Not quite $64

I waited weeks for it to ripen, never thinking it actually would, having lost all manner of tomatoes over the years to fungus, rot, rodent, ruminant, or insect.

Weeks to ripen, minutes to eat. It was delicious, but was it worth it?

I’ve had a book in my shopping cart at Amazon for a long time, called The $64 Tomato — one man’s humorous account of trying to grow an organic garden at his Hudson Valley “farmstead.” He came to the conclusion that each tomato he harvested cost him $64 because of all he’d had to invest in the effort.

This year, I planted a dozen tomato plants — 4 in my upside-down 5-gallon bucket experiment (they’re doing terribly); 1 in last year’s “topsy-turvy” commercial upside-down planter (it finally has a few blossoms and little squirts on it); 1 in a big planter (this tomato came from that); and the rest scattered in the garden amid the shrubs and flowers — wherever I could find space. Some of them have nice-looking green tomatoes on them; some lost what they did have to said fungus, rot, rodent, ruminant, or insect; some didn’t have a fighting chance because I stuck them in the ground and forgot about them. Some are supposed to be gold instead of red, but since all of them are still green, I’m not sure which is which.

All told, I probably have $44 invested in those tomatoes this year (plants, buckets, soil).

I contrast this to my friends’ lush garden I had the pleasure of visiting last week. Beautiful raised beds chock-full of healthy plants laden with fruit & veggies. Awe inspiring. Mouth watering.

Did I mention all 5 of my pepper plants withered and died? And 2 of 5 jalapeno plants? (The other 3 are laden with peppers, but iffy looking.) Apparently the dreaded blight that devastated last year’s gardens also affects peppers — and petunias of all things (every one of the petunias I planted in the top of my bucket planters to pretty them up died within a couple weeks). Experts advise rotating crops so you’re not planting tomatoes or peppers where you planted them last year — in my limited space, I won’t have that luxury, ever.

Even Mike said, after hearing and seeing me lament my blasted tomatoes for the 237th time, “Are you sure it’s worth it? They’re not expensive to buy.”

After years of disappointment, I’m starting to agree. Yes, there’s nothing quite like a tomato right off the vine. But every tomato came off a vine somewhere. And sure, fresh eggs, fresh milk, fresh juice — they’re all better, but I’m not obsessing over raising chickens, cows, or oranges.

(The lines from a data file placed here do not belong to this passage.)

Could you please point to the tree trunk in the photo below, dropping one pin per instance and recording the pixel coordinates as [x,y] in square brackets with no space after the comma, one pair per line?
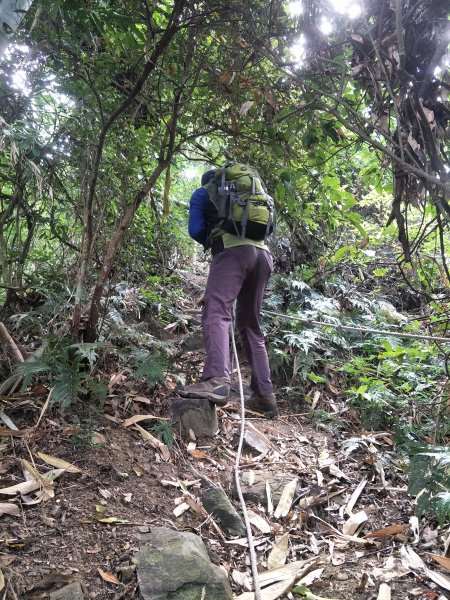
[86,247]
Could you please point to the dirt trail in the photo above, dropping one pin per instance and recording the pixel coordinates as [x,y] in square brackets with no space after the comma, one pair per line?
[350,513]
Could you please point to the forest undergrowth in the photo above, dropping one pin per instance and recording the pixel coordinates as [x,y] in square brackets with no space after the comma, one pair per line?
[376,398]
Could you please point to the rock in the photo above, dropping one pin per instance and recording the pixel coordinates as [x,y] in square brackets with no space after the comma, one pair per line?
[175,566]
[196,414]
[219,506]
[72,591]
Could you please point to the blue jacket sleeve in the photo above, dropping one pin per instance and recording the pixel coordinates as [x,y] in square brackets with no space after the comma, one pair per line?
[197,215]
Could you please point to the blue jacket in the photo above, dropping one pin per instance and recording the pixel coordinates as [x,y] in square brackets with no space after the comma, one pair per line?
[198,225]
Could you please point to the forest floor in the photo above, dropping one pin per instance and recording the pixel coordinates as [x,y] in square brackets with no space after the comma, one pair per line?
[351,514]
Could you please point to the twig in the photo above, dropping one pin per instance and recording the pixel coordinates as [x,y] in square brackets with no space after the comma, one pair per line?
[10,345]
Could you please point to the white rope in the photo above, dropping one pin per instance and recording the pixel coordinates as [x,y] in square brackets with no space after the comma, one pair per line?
[414,336]
[251,545]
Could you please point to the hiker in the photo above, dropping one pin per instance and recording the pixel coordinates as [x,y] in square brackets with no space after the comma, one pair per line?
[240,269]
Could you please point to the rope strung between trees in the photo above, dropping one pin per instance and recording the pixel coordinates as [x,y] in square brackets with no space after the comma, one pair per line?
[414,336]
[251,545]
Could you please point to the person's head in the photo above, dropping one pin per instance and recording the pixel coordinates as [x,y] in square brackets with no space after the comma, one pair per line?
[206,177]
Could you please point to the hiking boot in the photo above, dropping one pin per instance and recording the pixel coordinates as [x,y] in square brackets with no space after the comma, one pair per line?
[216,389]
[266,405]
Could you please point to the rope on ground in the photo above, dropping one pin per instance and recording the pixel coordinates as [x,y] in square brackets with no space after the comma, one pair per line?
[414,336]
[251,545]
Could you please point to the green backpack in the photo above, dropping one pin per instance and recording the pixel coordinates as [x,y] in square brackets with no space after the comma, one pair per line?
[244,208]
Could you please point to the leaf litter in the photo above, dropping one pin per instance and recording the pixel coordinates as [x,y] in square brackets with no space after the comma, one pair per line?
[336,520]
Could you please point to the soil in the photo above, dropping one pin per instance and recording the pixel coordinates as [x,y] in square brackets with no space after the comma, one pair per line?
[86,526]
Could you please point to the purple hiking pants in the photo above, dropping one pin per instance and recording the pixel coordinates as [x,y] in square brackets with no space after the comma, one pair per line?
[238,273]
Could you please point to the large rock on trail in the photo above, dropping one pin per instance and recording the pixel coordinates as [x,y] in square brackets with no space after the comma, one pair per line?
[175,565]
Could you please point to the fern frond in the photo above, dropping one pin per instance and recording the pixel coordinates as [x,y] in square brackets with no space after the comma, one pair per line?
[152,369]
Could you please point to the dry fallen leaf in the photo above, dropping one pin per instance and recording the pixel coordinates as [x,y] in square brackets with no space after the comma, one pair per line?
[387,531]
[109,577]
[353,523]
[7,508]
[278,554]
[115,379]
[384,592]
[272,592]
[287,497]
[198,454]
[444,561]
[181,508]
[412,560]
[137,418]
[27,487]
[165,452]
[59,463]
[259,522]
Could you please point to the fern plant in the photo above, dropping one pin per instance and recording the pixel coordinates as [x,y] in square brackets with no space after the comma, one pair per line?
[429,481]
[65,365]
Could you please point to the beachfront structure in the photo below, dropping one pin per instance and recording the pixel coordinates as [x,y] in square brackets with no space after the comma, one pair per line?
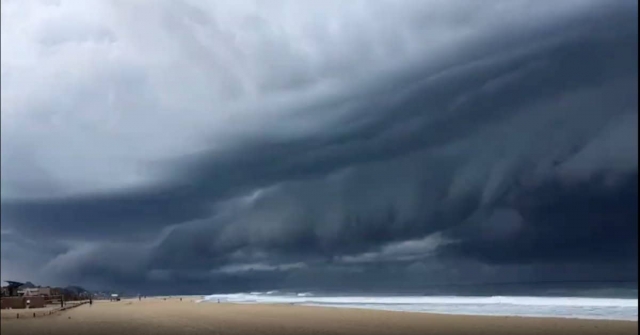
[11,289]
[35,292]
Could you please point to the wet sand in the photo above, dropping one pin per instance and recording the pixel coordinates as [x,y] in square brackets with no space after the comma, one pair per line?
[172,316]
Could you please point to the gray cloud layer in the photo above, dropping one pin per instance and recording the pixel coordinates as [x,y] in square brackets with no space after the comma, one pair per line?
[372,145]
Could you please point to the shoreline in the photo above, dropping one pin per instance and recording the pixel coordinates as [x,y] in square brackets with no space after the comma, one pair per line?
[172,316]
[468,314]
[627,312]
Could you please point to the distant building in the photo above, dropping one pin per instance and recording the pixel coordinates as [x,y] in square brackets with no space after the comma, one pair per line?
[35,292]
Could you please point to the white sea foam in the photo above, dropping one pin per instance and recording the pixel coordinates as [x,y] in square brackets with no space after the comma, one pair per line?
[567,307]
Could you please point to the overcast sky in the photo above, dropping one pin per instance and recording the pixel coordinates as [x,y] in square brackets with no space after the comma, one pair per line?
[218,146]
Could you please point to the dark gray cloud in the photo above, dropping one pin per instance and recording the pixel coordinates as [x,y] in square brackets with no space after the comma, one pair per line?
[508,153]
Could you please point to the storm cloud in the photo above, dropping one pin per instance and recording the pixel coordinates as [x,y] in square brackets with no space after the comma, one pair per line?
[231,146]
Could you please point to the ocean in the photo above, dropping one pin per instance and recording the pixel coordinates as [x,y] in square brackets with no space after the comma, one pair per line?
[523,306]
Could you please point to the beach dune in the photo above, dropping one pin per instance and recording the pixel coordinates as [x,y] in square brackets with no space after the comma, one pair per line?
[173,316]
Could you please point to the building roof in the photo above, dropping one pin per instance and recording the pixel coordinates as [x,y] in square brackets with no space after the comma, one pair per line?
[13,283]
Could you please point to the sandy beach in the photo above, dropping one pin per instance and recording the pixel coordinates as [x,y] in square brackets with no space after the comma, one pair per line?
[172,316]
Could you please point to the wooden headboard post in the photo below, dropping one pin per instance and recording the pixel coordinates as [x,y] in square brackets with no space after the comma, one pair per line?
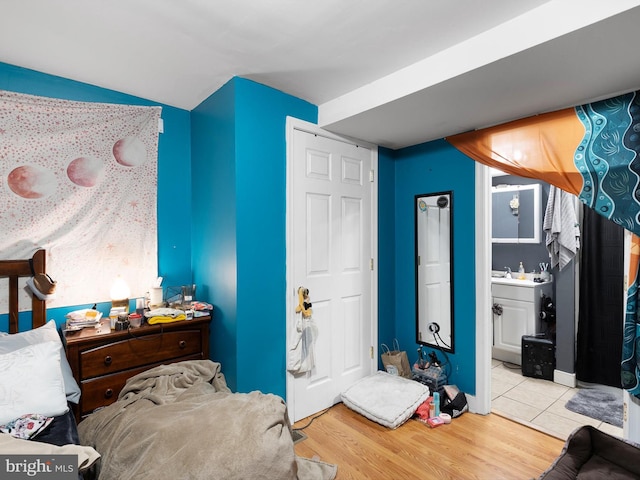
[14,269]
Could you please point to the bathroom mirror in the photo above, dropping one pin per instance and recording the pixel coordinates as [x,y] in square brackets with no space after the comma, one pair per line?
[516,213]
[434,270]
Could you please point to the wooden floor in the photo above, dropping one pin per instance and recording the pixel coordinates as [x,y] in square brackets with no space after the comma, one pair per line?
[485,447]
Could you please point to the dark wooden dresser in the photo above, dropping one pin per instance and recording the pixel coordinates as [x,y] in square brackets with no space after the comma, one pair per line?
[103,360]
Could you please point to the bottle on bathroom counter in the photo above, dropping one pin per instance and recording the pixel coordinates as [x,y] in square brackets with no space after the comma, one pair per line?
[521,274]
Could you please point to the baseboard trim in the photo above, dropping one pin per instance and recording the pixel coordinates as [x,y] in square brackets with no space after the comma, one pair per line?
[564,378]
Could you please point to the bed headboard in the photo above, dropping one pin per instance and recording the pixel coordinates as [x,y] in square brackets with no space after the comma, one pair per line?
[14,269]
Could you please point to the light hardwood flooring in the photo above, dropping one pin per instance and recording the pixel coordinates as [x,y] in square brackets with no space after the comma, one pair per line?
[473,446]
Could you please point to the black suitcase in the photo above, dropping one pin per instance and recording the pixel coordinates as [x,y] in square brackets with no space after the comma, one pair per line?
[538,357]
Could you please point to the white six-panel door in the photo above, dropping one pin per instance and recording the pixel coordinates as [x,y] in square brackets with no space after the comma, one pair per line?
[331,252]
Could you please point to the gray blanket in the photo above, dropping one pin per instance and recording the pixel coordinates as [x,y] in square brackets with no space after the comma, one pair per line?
[180,421]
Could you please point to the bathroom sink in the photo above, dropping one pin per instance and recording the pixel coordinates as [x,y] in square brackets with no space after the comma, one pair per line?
[514,281]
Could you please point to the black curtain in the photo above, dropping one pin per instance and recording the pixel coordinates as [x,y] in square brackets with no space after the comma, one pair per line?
[599,339]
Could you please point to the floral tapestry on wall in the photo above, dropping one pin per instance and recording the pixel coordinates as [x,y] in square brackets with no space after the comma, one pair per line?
[79,180]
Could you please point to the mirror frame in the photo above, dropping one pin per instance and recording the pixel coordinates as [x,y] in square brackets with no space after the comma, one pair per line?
[436,344]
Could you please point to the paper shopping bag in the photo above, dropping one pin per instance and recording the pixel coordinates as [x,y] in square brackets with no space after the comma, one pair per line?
[395,361]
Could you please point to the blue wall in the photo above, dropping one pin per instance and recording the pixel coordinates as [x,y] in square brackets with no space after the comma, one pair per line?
[431,167]
[228,156]
[174,169]
[239,247]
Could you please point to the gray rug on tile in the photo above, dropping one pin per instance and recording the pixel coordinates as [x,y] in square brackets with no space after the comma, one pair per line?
[598,404]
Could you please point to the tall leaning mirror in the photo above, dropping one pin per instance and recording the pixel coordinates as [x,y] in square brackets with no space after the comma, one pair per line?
[434,270]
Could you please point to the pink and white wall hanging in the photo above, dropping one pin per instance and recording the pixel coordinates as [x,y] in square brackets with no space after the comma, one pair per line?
[80,180]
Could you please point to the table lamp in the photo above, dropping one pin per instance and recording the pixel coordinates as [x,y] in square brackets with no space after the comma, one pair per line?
[120,294]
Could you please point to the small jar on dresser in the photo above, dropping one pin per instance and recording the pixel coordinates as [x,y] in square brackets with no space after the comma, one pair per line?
[102,360]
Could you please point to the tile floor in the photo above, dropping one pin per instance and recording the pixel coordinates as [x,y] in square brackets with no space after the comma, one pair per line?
[537,403]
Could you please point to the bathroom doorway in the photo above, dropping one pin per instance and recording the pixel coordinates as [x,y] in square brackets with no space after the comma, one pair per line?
[541,403]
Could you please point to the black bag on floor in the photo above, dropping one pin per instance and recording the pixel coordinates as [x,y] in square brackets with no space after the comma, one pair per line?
[455,407]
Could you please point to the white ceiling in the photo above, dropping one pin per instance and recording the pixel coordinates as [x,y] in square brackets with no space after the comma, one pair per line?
[391,72]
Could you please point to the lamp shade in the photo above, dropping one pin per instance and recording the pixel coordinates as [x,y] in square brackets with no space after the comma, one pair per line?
[119,290]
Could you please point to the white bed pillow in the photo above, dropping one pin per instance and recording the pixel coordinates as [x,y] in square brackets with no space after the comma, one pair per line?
[46,333]
[389,400]
[31,382]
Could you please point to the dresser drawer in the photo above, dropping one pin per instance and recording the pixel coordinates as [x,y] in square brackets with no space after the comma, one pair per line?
[103,391]
[137,352]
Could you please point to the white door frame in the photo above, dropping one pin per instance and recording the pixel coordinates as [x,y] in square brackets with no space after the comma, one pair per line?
[291,299]
[481,401]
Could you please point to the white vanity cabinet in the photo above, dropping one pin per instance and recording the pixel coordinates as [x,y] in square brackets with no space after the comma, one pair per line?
[516,312]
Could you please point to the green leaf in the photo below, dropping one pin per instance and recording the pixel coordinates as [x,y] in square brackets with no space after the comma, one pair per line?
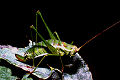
[6,74]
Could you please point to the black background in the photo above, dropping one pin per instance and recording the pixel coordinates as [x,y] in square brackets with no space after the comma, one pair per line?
[72,24]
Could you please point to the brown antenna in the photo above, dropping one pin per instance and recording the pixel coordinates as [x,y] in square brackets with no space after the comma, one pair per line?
[99,34]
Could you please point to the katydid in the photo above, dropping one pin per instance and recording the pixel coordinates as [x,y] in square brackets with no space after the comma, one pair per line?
[54,44]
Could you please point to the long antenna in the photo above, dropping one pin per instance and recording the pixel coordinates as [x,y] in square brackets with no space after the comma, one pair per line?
[99,34]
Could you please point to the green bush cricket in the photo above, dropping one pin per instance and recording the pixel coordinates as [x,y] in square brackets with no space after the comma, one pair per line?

It may be time to give up. To keep my gardening dollars and energies focused on growing things I know I can grow and leave the fruit & veggies to the experts (i.e., pretty much everyone else). There’s some nobility in knowing when to say uncle, right? In quitting while you’re (sort of) ahead?

Our business in life is not to succeed, but to continue to fail in good spirits.